Resnet50 train on Intel GPU
Introduction
Intel® Extension for TensorFlow* is compatible with stock Tensorflow*. This example shows resnet50 training.
Hardware Requirements
Verified Hardware Platforms:
Intel® Data Center GPU Max Series
Prerequisites
Model Code change
We optimized bf16 in resnet50.patch, and enable horovod and LARS in hvd_support.patch, please apply patch
git clone -b v2.14.0 https://github.com/tensorflow/models.git tensorflow-models
Prepare for GPU (Skip this step for CPU)
Refer to Prepare
Setup Running Environment
Setup for GPU
./pip_set_env.sh
Enable Running Environment
Enable oneAPI running environment (only for GPU) and virtual running environment.
For GPU, refer to Running
Apply Patch
If not use Horovod
git apply path/to/configure/resnet50.patch
If use Horovod
git apply path/to/hvd_configure/hvd_support.patch
Prepare ImageNet dataset
Using TFDS classifier_trainer.py supports ImageNet with TensorFlow Datasets(TFDS) .
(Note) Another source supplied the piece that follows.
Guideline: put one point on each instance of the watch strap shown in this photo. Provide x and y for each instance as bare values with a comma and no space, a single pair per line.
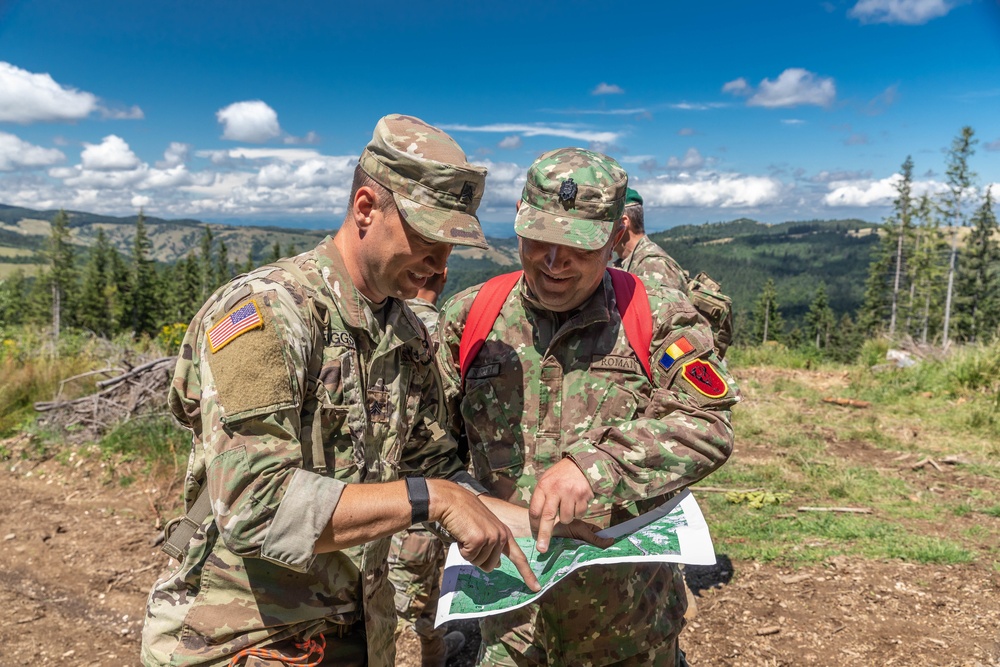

Please see the following example snippet for more information on how to use TFDS to download and prepare datasets, and specifically the TFDS ImageNet readme for manual download instructions.
Legacy TFRecords Download the ImageNet dataset and convert it to TFRecord format. The following script and README provide a few options.
Note that the legacy ResNet runners, e.g. resnet/resnet_ctl_imagenet_main.py require TFRecords whereas classifier_trainer.py
can use both by setting the builder to ‘records’ or ‘tfds’ in the configurations.
Execution
Set Model Parameters
There are several config yaml files in configure and hvd_configure folder. Set one of them as CONFIG_FILE, then model would correspondly run with real data
or dummy data
. Single-tile please use yaml file in configure folder. Distribute training please use yaml file in hvd_configure folder, itex_bf16_lars.yaml
/itex_fp32_lars.yaml
for HVD real data and itex_dummy_bf16_lars.yaml
/itex_dummy_fp32_lars.yaml
for HVD dummy data.
Export those parameters to script or environment.
export PYTHONPATH=/the/path/to/tensorflow-models
MODEL_DIR=/the/path/to/output
DATA_DIR=/the/path/to/imagenet
CONFIG_FILE=path/to/itex_xx.yaml # itex_bf16.yaml/itex_fp32.yaml for accuracy, itex_dummy_bf16.yaml/itex_dummy_fp32.yaml for benchmark
Command
if [ ! -d "$MODEL_DIR" ]; then
mkdir -p $MODEL_DIR
else
rm -rf $MODEL_DIR && mkdir -p $MODEL_DIR
fi
python ${PYTHONPATH}/official/legacy/image_classification/classifier_trainer.py \
--mode=train_and_eval \
--model_type=resnet \
--dataset=imagenet \
--model_dir=$MODEL_DIR \
--data_dir=$DATA_DIR \
--config_file=$CONFIG_FILE
Command with Horovod
Set NUMBER_OF_PROCESS
and PROCESS_PER_NODE
according to hvd rank number you need. Default value is 2 rank task.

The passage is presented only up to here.